Do any compilers transfer effective type through memcpy/memmove

Asked 1/12, 2015 at 1:34 Answered 8/9, 2016 at 23:28

c language-lawyer memcpy strict-aliasing

According to N1570 6.5/6:

If a value is copied into an object having no declared type using memcpy or memmove, or is copied as an array of character type, then the effective type of the modified object for that access and for subsequent accesses that do not modify the value is the effective type of the object from which the value is copied, if it has one.

That would suggest that even on a system where "long" and some other integer type have the same representation, the following would invoke Undefined Behavior:

#if ~0UL == ~0U
  #define long_equiv int
#elif ~0UL == ~0ULL
  #define long_equiv long long
#else
#error Oops
#endif
long blah(void)
{
  long l;
  long_equiv l2;
  long_equiv *p = malloc(sizeof (long));
  l = 1234;
  memcpy(p, &l, sizeof (long));
  l2 = *p;
  free(p); // Added to address complaint about leak
  return l2;
}

since the data pointed to by l clearly has effective type long and the object pointed to by p has no declared type, the memcpy should set the effective type of the storage to long.

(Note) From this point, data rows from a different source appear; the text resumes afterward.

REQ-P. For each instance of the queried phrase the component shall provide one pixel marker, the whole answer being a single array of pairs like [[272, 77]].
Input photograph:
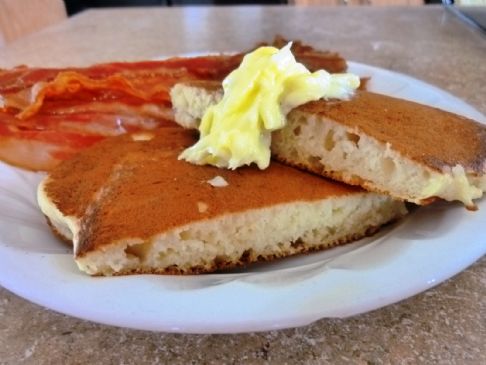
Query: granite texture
[[445, 325]]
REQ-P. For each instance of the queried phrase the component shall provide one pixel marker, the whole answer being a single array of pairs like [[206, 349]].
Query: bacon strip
[[47, 115]]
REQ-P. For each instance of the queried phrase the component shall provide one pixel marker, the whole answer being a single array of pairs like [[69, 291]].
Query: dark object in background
[[75, 6]]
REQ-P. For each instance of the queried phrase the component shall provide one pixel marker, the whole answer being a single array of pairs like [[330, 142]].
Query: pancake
[[411, 151], [130, 206]]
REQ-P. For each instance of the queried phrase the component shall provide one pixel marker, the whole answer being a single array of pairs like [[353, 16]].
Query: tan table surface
[[444, 325]]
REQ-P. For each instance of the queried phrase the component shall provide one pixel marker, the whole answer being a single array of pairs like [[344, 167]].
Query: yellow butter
[[257, 96]]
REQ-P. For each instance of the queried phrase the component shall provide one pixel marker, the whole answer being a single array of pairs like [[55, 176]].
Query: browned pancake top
[[146, 190], [427, 135]]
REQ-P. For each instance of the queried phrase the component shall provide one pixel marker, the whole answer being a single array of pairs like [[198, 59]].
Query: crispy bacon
[[47, 115]]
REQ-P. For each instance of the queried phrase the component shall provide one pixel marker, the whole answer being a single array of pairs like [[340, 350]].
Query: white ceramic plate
[[429, 246]]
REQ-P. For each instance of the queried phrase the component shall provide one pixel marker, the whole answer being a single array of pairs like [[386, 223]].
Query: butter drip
[[257, 96]]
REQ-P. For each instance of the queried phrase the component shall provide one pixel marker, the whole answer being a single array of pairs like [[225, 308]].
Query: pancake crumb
[[218, 182]]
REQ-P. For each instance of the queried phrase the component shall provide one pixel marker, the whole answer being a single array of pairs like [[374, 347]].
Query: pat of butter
[[257, 96]]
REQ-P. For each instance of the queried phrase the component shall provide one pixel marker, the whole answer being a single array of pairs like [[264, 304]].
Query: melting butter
[[257, 96]]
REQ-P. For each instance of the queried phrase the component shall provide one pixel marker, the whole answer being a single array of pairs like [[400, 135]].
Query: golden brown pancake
[[131, 206], [408, 150]]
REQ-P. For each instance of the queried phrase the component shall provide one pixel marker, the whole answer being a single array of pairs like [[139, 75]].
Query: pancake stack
[[130, 206]]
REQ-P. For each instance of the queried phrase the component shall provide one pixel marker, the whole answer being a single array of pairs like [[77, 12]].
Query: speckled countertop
[[445, 325]]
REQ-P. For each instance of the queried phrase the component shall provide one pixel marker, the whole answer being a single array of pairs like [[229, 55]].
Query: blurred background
[[74, 6], [19, 18]]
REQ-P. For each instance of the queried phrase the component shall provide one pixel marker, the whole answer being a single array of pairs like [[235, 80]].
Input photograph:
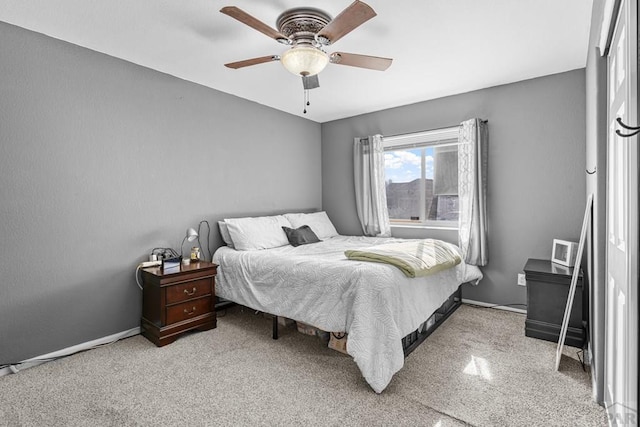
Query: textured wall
[[101, 161], [536, 169]]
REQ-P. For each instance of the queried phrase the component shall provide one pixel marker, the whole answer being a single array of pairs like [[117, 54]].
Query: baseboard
[[498, 307], [34, 361]]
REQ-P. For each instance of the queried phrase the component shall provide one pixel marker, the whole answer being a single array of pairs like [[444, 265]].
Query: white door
[[621, 340]]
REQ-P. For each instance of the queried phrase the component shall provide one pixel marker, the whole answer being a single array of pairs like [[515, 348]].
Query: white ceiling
[[440, 47]]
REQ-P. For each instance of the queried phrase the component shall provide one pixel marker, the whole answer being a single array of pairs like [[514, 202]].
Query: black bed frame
[[415, 338]]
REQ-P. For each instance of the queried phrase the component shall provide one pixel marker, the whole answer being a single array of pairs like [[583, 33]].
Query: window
[[421, 175]]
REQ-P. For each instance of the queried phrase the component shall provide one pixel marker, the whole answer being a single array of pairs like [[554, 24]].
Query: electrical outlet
[[522, 280]]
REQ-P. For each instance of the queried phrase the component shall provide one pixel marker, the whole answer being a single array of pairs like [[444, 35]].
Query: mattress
[[375, 303]]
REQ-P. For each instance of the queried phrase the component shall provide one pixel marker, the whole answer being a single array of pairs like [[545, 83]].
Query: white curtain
[[371, 192], [472, 190]]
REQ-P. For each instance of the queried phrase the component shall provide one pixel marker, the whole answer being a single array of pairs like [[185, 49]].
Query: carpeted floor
[[477, 369]]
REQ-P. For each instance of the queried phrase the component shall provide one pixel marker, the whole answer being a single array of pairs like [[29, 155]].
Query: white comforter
[[376, 304]]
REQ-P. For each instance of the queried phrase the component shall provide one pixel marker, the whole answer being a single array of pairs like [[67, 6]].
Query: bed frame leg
[[274, 333]]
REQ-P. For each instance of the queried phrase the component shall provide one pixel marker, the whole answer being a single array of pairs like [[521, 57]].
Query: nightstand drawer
[[188, 290], [188, 310]]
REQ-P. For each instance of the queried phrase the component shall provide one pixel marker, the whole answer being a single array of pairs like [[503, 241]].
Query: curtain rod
[[428, 130]]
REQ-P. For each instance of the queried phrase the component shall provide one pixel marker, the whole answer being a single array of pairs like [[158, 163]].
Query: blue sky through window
[[404, 165]]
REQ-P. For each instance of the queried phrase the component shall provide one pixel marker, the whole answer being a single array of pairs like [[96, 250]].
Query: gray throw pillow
[[300, 236]]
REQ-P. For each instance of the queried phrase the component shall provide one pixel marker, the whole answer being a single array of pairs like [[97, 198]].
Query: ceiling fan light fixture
[[304, 60]]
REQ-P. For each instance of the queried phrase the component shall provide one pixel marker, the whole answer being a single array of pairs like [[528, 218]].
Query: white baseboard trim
[[498, 307], [34, 361]]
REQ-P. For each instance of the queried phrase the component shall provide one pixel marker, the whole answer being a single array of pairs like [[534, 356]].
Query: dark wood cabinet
[[177, 300], [547, 292]]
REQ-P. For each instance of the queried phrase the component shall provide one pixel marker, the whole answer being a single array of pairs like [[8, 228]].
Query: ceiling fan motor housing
[[301, 24]]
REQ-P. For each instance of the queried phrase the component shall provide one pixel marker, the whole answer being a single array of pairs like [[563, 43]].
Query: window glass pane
[[422, 184]]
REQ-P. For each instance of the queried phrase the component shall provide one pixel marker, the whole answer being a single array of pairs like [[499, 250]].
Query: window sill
[[425, 227]]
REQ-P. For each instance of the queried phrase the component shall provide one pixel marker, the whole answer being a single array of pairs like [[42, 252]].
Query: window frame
[[430, 138]]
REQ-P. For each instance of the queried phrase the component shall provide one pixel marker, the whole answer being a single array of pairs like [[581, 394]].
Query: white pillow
[[318, 221], [262, 232], [224, 232]]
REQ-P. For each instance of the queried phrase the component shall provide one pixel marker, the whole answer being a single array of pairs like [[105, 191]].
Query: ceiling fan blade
[[310, 82], [362, 61], [252, 61], [254, 23], [349, 19]]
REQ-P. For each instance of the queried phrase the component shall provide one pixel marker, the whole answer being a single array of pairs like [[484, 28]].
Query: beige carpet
[[477, 369]]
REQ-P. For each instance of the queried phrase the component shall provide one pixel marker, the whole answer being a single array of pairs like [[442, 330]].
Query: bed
[[376, 304]]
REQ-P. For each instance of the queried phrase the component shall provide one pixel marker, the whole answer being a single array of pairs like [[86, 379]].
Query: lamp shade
[[304, 60]]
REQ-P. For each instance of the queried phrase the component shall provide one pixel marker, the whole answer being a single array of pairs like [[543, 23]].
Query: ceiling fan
[[307, 30]]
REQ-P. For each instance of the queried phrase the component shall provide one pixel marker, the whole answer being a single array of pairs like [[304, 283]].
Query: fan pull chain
[[306, 101]]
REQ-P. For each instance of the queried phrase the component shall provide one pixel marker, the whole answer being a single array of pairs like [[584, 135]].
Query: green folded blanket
[[416, 258]]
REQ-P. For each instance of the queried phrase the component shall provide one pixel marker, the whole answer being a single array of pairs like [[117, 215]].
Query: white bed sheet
[[376, 304]]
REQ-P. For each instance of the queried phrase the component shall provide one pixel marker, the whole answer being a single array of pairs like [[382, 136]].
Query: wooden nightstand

Since reading use of an lvalue of type long_equiv to read an object with effective type of long is not allowed, the code would invoke Undefined Behavior.

Given that prior to C99 memcpy was one of the standard ways to copy data of one type to storage of another type, the new rules about memcpy cause a lot of existing code to invoke Undefined Behavior. If the rule had instead been that using memcpy to write to allocated storage leaves the destination without any effective type, the behavior would be defined.

Are there any compilers which do not behave as though memcpy leaves the effective type of the destination unset when used to copy information to allocated storage, or should use of memcpy for purposes of data translation be considered "safe"? If some compilers do apply effective type of the source to the destination, what would be the proper way of copying data in type-agnostic fashion? What is meant by "copied as an array of character type"?

Airworthy answered 1/12, 2015 at 1:34 Comment(17)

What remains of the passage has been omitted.